На музыку к Виктору часто являлись его знакомые — я стеснялся приглашать своих друзей в чужую квартиру. Среди его приятелей иногда появлялся прораб Рудстроя по имени Борис, а по фамилии не то Волхов, не то Балкин — буду для определенности называть его Балкиным. Очень занятный человечишко был этот Балкин. Невысокий, круглощекий, с маленькими живыми глазками, неожиданно массивным для небольшого лица носом, всегда насмешливым выражением лица и хрипловатым смеющимся голосом. Он участвовал в нашем разговоре только тем, что подавал иронические реплики либо что-то вышучивал. Виктор считал его крупным строителем, утверждал, что он много видел и пережил и прекрасно рассказывает об этом. Но я долго не слыхал внятных рассказов Балкина, пока сам, когда мы прослушали серию неаполитанских романсов, не пустился в разглагольствования о природе любви.

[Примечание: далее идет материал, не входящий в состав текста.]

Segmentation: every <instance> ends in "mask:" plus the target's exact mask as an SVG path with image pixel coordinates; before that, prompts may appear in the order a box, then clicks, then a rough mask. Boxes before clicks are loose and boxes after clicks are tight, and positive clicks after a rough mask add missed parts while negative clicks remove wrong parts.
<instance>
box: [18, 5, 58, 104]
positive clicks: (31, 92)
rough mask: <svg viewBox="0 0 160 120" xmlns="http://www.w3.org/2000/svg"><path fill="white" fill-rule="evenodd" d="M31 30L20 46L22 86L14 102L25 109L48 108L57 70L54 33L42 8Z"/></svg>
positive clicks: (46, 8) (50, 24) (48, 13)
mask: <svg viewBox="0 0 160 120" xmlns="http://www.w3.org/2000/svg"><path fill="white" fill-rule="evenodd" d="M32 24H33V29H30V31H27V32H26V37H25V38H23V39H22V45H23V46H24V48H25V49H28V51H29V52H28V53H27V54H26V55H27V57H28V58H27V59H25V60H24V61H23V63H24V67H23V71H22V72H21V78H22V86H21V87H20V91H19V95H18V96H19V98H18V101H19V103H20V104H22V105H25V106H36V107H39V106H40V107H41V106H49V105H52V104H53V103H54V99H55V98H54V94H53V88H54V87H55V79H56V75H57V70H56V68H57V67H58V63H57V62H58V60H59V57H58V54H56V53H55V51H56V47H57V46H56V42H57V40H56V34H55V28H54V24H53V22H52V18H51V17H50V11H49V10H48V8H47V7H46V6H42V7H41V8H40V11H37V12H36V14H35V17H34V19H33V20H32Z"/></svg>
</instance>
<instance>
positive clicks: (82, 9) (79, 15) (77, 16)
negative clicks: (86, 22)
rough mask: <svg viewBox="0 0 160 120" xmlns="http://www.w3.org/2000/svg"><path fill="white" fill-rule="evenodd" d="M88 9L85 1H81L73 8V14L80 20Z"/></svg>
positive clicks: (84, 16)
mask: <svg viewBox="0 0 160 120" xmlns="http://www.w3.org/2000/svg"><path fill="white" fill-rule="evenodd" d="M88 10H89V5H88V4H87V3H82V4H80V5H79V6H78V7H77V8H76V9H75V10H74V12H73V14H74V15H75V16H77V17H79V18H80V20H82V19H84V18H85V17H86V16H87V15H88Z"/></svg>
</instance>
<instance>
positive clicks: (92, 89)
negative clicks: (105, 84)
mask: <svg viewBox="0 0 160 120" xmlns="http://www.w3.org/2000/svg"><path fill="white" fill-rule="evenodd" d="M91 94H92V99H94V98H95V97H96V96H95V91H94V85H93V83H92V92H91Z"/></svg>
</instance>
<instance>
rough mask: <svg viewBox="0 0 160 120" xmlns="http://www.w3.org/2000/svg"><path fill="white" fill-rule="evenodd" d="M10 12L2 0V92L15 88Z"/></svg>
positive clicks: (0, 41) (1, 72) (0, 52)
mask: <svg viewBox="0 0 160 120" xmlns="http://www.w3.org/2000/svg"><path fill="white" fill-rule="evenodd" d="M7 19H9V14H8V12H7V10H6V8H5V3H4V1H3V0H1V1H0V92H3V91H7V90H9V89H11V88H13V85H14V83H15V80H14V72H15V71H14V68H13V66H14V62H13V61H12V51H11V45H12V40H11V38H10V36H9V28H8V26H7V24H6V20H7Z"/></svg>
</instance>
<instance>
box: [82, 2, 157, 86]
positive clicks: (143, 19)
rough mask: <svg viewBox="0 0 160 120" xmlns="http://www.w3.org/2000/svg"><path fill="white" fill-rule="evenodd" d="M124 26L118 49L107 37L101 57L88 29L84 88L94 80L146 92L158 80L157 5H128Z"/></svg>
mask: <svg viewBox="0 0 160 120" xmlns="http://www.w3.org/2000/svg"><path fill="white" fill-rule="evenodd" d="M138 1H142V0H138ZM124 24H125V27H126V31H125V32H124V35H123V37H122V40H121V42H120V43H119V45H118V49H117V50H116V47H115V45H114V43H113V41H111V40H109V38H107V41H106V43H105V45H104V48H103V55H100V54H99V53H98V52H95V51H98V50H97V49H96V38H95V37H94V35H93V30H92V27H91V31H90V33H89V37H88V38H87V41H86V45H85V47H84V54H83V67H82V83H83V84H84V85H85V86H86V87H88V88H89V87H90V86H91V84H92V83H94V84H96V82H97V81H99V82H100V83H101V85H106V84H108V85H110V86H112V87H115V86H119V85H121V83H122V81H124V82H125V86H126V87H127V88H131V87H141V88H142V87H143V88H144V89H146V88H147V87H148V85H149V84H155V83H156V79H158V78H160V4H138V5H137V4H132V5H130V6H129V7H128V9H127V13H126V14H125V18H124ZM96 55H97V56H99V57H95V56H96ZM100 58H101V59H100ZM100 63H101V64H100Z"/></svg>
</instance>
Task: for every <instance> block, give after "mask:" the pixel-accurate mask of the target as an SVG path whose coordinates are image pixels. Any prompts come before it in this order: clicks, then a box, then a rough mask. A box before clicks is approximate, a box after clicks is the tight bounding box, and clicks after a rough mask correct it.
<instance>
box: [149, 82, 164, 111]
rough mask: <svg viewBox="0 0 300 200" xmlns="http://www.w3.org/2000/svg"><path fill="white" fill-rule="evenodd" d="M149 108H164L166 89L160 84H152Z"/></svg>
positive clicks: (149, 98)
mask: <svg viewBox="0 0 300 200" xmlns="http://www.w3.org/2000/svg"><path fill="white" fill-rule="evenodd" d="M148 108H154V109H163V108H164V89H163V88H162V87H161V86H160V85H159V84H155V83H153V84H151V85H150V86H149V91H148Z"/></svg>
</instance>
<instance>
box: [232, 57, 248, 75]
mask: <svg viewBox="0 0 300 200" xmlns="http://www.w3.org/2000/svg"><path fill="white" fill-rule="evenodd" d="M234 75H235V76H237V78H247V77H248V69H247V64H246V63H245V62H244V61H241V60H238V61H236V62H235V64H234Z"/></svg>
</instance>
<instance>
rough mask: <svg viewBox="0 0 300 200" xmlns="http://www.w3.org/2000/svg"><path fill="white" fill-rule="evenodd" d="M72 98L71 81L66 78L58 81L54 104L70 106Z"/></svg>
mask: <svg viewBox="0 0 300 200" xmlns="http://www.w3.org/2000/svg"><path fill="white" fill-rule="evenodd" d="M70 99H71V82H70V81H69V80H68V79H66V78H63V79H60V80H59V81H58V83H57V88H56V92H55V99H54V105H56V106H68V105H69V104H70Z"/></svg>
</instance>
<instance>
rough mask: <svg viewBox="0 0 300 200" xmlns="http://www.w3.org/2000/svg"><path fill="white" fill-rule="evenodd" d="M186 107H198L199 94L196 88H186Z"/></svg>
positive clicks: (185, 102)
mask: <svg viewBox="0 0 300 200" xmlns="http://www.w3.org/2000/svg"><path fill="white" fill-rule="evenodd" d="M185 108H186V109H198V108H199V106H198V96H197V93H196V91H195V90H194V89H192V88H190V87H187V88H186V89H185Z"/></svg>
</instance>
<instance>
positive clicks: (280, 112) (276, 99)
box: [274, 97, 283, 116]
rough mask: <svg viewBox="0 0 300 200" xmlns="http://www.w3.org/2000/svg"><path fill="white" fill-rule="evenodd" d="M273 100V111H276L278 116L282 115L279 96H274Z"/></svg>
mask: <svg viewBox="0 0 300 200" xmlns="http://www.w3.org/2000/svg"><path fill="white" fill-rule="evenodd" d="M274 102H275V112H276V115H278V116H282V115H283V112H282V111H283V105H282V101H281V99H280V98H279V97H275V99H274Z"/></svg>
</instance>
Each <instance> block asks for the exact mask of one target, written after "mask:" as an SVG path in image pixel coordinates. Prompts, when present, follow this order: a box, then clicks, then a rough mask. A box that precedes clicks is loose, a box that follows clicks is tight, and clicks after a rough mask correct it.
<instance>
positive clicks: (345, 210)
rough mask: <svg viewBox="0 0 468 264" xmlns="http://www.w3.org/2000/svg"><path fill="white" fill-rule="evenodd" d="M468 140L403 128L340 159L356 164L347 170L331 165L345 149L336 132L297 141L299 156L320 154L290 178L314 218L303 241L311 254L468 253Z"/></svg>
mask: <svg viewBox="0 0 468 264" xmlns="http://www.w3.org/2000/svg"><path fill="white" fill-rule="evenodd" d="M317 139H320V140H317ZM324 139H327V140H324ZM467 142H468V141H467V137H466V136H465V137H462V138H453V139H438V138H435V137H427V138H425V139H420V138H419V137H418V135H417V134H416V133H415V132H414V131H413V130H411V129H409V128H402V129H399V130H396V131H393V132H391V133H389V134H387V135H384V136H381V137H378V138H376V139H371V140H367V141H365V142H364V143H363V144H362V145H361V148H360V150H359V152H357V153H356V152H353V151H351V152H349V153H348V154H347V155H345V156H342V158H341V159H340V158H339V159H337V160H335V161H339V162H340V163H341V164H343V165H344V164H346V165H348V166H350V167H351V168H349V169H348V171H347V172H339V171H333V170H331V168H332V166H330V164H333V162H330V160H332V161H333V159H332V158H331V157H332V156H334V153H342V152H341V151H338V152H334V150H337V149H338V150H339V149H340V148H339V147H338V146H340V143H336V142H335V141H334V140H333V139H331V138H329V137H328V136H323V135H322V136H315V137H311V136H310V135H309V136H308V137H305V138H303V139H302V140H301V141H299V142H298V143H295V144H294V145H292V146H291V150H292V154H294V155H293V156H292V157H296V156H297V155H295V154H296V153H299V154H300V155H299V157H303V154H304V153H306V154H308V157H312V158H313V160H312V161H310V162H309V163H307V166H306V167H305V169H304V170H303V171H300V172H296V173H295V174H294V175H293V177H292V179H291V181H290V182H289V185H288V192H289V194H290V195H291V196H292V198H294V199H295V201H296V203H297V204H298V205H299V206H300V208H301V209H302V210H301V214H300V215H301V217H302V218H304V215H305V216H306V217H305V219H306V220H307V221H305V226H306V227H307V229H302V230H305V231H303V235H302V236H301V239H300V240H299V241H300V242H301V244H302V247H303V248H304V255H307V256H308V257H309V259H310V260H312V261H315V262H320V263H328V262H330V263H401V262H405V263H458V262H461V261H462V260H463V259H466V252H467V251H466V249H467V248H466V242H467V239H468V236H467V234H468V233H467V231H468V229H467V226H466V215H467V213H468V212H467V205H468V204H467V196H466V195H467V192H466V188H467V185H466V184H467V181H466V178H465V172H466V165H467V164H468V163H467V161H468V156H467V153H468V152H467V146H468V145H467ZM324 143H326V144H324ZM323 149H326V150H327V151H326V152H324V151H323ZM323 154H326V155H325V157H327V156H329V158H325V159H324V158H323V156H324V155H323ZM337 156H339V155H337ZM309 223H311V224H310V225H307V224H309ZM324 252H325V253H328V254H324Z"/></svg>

— О странной болезни, именуемой любовью, известно все, за исключением одного: что она такое? — так высокопарно начал я тот свой монолог. — Любовь исследована до дна на глубину, превышающую достигнутую при проходке шахт и бурении скважин. О любви написаны горы романов, километры стихов, гектары прокурорских докладов и тонны следственных материалов с приложением вагонов вещественных доказательств. И все же она остается величайшей тайной человечества. Любви нельзя научиться по самым лучшим любовным книгам. Каждому приходится хоть раз в жизни открывать ее для себя вновь и вновь, со всем, что сопутствует великому открытию: замиранием сердца, ликованием, страхом, поочередно сменяющимся сознанием, что ты гений, дурак, прохвост и лучшее в мире создание. Кнут Гамсун, специализирующийся на «страсти нежной», как-то поставил на попа наболевший вопрос: «Что есть любовь?» И безнадежно посоветовал: «Спросите у ветра в поле».
— Вы тоже считаете, что надо обратиться к ветру в поле, чтобы узнать, что такое любовь? — насмешливо поинтересовался Балкин и выразительно искривил свое подвижное лицо,
Я расценил его гримасу как возражение и кинулся в спор.

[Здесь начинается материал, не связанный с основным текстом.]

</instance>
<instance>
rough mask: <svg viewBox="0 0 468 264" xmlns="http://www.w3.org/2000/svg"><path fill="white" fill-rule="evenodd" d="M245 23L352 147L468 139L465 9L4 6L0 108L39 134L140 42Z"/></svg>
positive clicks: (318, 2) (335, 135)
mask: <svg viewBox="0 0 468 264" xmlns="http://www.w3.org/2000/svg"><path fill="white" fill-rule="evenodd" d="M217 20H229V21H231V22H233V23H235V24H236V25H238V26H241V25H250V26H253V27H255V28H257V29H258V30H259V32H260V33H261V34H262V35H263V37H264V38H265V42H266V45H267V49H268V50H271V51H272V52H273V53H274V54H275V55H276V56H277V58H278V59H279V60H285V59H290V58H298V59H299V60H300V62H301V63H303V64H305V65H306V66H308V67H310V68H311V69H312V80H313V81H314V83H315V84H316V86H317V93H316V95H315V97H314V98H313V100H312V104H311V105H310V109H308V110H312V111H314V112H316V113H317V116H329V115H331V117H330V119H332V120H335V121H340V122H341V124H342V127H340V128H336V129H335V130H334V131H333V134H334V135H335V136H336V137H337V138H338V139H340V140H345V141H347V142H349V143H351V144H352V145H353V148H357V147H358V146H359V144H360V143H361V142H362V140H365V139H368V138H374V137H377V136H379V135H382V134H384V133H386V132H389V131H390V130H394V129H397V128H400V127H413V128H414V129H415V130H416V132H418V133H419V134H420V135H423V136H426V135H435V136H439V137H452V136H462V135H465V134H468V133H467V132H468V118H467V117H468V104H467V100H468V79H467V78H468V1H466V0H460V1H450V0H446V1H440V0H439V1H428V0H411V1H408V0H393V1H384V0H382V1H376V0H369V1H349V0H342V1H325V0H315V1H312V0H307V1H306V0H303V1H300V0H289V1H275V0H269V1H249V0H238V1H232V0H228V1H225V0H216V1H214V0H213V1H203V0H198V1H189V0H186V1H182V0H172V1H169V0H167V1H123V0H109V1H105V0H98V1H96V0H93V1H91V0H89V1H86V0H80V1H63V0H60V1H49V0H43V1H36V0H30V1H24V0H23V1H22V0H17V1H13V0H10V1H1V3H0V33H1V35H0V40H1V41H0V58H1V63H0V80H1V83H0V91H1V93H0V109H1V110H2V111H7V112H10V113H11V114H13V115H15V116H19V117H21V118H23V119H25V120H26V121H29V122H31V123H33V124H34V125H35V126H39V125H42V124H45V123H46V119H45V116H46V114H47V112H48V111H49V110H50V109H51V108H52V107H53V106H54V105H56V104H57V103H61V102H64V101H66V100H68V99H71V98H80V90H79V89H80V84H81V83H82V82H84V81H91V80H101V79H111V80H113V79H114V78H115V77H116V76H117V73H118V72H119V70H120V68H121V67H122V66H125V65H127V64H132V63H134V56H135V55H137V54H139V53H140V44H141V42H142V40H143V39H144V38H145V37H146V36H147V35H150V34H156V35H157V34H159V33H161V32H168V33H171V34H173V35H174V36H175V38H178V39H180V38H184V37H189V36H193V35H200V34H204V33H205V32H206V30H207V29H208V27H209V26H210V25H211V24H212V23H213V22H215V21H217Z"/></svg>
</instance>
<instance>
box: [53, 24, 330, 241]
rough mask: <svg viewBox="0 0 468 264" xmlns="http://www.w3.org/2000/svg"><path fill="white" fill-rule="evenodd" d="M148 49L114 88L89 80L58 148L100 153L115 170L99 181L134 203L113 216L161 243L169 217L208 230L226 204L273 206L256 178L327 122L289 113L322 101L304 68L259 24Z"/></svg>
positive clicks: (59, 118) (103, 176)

— Да, я не знаю, что такое любовь, как не знаю и пищеварения в моем желудке. Знаю, что оно идет нормально, и потому я сыт или, наоборот, голоден. И знаю, что любовь — не трепетный цветок, стыдливо вянущий от постороннего взгляда, а скорее похожа на здоровенное существо с мускулами быка и глоткой пароходной сирены и, стало быть, может постоять за себя в любой житейской потасовке. То есть понимаю, как она выглядит со стороны, каково ее практическое действие. А вот что она такое сама по себе, в своей имманентности, чтобы философски ее определить, — нет, до этого никто еще не дошел: ни сами любящие, ни воспевающие любовь поэты, ни объясняющие ее ученые.
— Интересно, — сказал Балкин. — Даже очень интересно — со стороны все видно и ясно, а что именно ясно — не разобрать. И насчет вот этого — мускулов быка и глотки пароходной сирены… Беретесь доказать?

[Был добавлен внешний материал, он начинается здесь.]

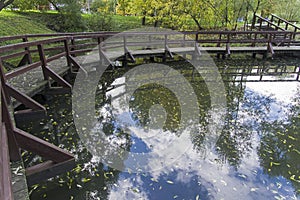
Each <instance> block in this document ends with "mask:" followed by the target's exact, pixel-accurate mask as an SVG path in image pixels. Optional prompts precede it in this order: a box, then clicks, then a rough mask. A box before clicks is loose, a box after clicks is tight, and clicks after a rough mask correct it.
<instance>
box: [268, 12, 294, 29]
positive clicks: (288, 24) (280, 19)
mask: <svg viewBox="0 0 300 200" xmlns="http://www.w3.org/2000/svg"><path fill="white" fill-rule="evenodd" d="M272 18H276V19H278V20H279V21H282V22H284V23H286V24H288V25H290V26H292V27H294V28H296V29H298V30H300V27H299V26H297V25H295V24H293V23H291V22H289V21H287V20H286V19H283V18H281V17H279V16H277V15H275V14H271V21H272Z"/></svg>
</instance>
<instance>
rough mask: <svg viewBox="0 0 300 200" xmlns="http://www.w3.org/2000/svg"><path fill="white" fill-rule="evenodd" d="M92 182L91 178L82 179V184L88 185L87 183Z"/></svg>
mask: <svg viewBox="0 0 300 200" xmlns="http://www.w3.org/2000/svg"><path fill="white" fill-rule="evenodd" d="M90 180H91V179H90V178H82V179H81V182H83V183H87V182H89V181H90Z"/></svg>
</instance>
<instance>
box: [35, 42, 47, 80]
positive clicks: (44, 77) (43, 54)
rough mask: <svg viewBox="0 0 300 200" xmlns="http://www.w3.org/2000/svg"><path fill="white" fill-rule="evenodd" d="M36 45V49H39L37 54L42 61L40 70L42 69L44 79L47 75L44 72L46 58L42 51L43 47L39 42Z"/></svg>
mask: <svg viewBox="0 0 300 200" xmlns="http://www.w3.org/2000/svg"><path fill="white" fill-rule="evenodd" d="M37 47H38V51H39V56H40V61H41V63H42V70H43V75H44V80H48V79H49V76H48V75H47V74H46V69H45V68H46V66H47V60H46V57H45V52H44V48H43V46H42V45H41V44H38V45H37Z"/></svg>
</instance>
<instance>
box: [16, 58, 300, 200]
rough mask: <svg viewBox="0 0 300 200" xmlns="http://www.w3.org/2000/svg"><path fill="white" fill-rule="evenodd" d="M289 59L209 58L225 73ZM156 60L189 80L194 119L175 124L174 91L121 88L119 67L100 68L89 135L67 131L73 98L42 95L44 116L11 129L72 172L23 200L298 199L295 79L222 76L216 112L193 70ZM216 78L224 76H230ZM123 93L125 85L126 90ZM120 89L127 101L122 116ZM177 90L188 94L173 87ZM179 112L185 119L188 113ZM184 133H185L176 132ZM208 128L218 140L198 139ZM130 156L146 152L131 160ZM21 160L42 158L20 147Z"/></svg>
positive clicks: (182, 119)
mask: <svg viewBox="0 0 300 200" xmlns="http://www.w3.org/2000/svg"><path fill="white" fill-rule="evenodd" d="M290 60H292V61H290ZM295 63H300V62H299V60H297V59H296V58H288V59H279V60H272V59H266V60H259V59H255V60H253V59H249V58H248V57H245V58H240V59H239V58H235V59H227V60H225V61H224V60H216V64H217V66H218V67H219V68H222V67H224V66H229V67H228V70H233V69H234V68H235V67H237V66H242V65H243V66H244V65H247V66H258V65H265V64H268V65H270V66H273V65H285V66H287V67H289V66H293V65H294V64H295ZM164 64H166V65H168V66H171V67H172V69H174V70H176V71H179V72H180V74H183V76H184V77H185V78H186V80H187V81H188V82H189V84H190V85H191V88H192V89H193V91H194V94H195V95H196V100H197V102H196V103H197V105H198V108H197V109H199V116H198V119H199V120H197V121H196V122H193V123H192V124H190V123H188V125H187V126H185V127H183V128H182V127H181V125H180V123H181V121H182V120H183V119H182V118H181V117H182V115H184V112H185V111H184V110H182V109H181V108H180V106H182V104H181V102H180V99H178V98H176V97H177V94H176V92H173V91H171V90H170V89H169V88H168V87H166V86H162V85H159V84H155V83H149V84H144V85H143V86H141V87H139V88H138V89H136V90H134V89H132V88H129V87H126V86H125V85H124V83H125V82H126V81H127V80H126V79H124V77H123V75H124V74H125V73H126V72H127V71H128V69H123V68H120V69H119V70H117V71H114V72H112V71H110V72H107V73H105V74H104V75H103V77H102V79H101V81H100V82H99V87H98V90H97V92H96V98H95V101H96V105H95V107H96V109H95V117H94V119H95V120H94V122H93V128H92V129H90V130H87V132H88V133H90V135H89V136H88V137H87V138H89V139H87V138H84V136H82V135H78V133H77V131H76V127H75V125H74V120H73V115H72V96H71V95H70V94H65V95H56V96H53V95H52V96H50V95H46V98H45V99H44V104H45V106H46V107H47V110H48V117H47V118H46V119H43V120H40V121H31V122H26V123H23V124H22V123H20V124H18V126H19V127H21V128H22V129H26V130H28V131H29V132H31V133H32V134H34V135H37V136H39V137H41V138H44V139H46V140H48V141H50V142H53V143H54V144H57V145H59V146H60V147H62V148H65V149H67V150H69V151H70V152H72V153H73V154H74V155H75V157H76V168H74V169H73V170H72V171H70V172H67V173H65V174H62V175H61V176H58V177H54V178H52V179H50V180H48V181H47V182H44V183H40V184H37V185H33V186H32V187H31V188H30V192H31V199H62V200H65V199H78V200H81V199H84V200H85V199H113V200H114V199H195V200H198V199H297V198H299V197H300V145H299V144H300V143H299V140H300V134H299V133H300V128H299V127H300V98H299V97H300V92H299V90H300V84H299V82H295V81H293V82H292V81H279V82H247V81H246V82H241V81H236V82H232V81H224V88H225V91H226V109H225V110H223V111H222V113H219V112H216V111H215V110H213V109H212V105H211V104H212V101H211V99H210V92H209V91H208V90H209V89H208V87H207V86H206V83H205V82H203V79H202V78H201V75H200V74H197V73H194V74H193V70H192V68H191V66H189V65H188V64H187V63H185V62H184V61H176V62H169V63H164ZM233 71H234V70H233ZM236 71H237V70H236ZM222 76H223V79H224V80H225V79H232V76H233V75H232V73H228V74H223V75H222ZM283 76H284V75H283ZM273 78H274V79H277V78H278V77H273ZM177 84H178V85H177V86H175V87H181V85H182V84H183V83H182V82H181V83H180V82H178V83H177ZM112 86H113V87H112ZM131 89H132V90H134V91H131V92H128V90H131ZM187 91H188V90H187ZM126 92H127V93H126ZM126 94H130V97H129V100H128V102H129V103H128V104H129V105H127V106H128V107H129V109H128V110H127V111H126V112H125V111H124V101H125V100H124V96H126ZM182 95H183V96H186V95H188V94H187V93H186V91H182ZM126 98H127V97H126ZM185 103H186V104H192V103H195V102H185ZM188 112H190V115H193V111H188ZM153 116H154V117H153ZM211 121H213V122H214V123H210V122H211ZM100 130H102V131H103V132H102V133H103V134H102V135H104V136H103V137H99V138H100V139H101V138H102V139H103V138H104V140H105V141H101V140H98V139H99V138H97V137H98V136H99V135H101V133H100V132H101V131H100ZM184 131H188V134H187V136H185V137H181V134H182V132H184ZM213 132H217V134H218V138H217V139H216V140H215V142H214V143H213V144H206V143H205V137H207V136H208V135H209V134H211V133H213ZM90 138H93V141H94V143H93V141H92V139H90ZM95 138H96V139H95ZM177 138H180V141H176V139H177ZM95 141H96V143H95ZM174 141H176V142H177V143H176V142H174ZM97 142H98V143H97ZM99 142H103V143H105V144H106V145H108V146H109V147H107V148H108V149H107V151H101V152H100V153H99V152H98V154H97V153H93V149H94V150H95V149H96V150H97V145H96V144H99ZM174 143H175V145H174ZM86 144H88V145H86ZM120 149H121V150H122V151H120ZM91 152H92V153H91ZM117 153H118V154H121V155H119V157H118V159H119V160H121V164H119V165H118V166H119V168H117V169H116V168H113V167H112V165H110V163H109V162H103V160H105V161H109V160H110V158H111V157H115V156H116V155H115V154H117ZM133 155H139V156H140V157H142V155H152V156H148V157H147V156H146V159H144V160H143V159H140V160H139V163H138V164H136V163H134V162H135V158H134V157H133V158H132V156H133ZM157 157H159V158H157ZM23 158H24V163H25V165H26V166H30V165H32V164H33V163H37V162H40V161H41V158H40V157H37V156H34V155H31V154H30V153H28V152H23ZM134 167H135V168H134Z"/></svg>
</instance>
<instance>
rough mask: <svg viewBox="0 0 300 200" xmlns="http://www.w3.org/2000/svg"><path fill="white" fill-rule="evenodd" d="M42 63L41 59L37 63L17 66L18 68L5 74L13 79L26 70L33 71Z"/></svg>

— Конечно. Для доказательства расскажу вам невероятную историю о том, как устраивались любовные свидания на заводской трубе.
— Убедительная история, — одобрил Виктор. Он знал, о чем я буду рассказывать.
На Никелевом заводе, ко времени моего рассказа, были две кирпичные трубы — первая метров в 140, вторая — чуть поболее 150. Высота подбиралась так, чтобы высасываемые трубой из металлургических агрегатов вредные газы не душили поселок, а уносились далеко за его пределы. И если с Норильского трехгорья не свергались в долину ветры, трубы трудились исправно. Только в отдалении от поселка гибли северные леса. И морозы ниже пятидесяти градусов, и свирепые циклоны с океана, и вечную мерзлоту, не позволявшую корням углубляться, — все тысячелетиями терпели сверхвыносливые деревья, а соседства с индустрией не выдержали. А когда задували горные фены, газы заволакивали и поселок — и люди тогда узнавали, что должны чувствовать леса. Правда, они, в отличие от мощных деревьев, сразу не гибли.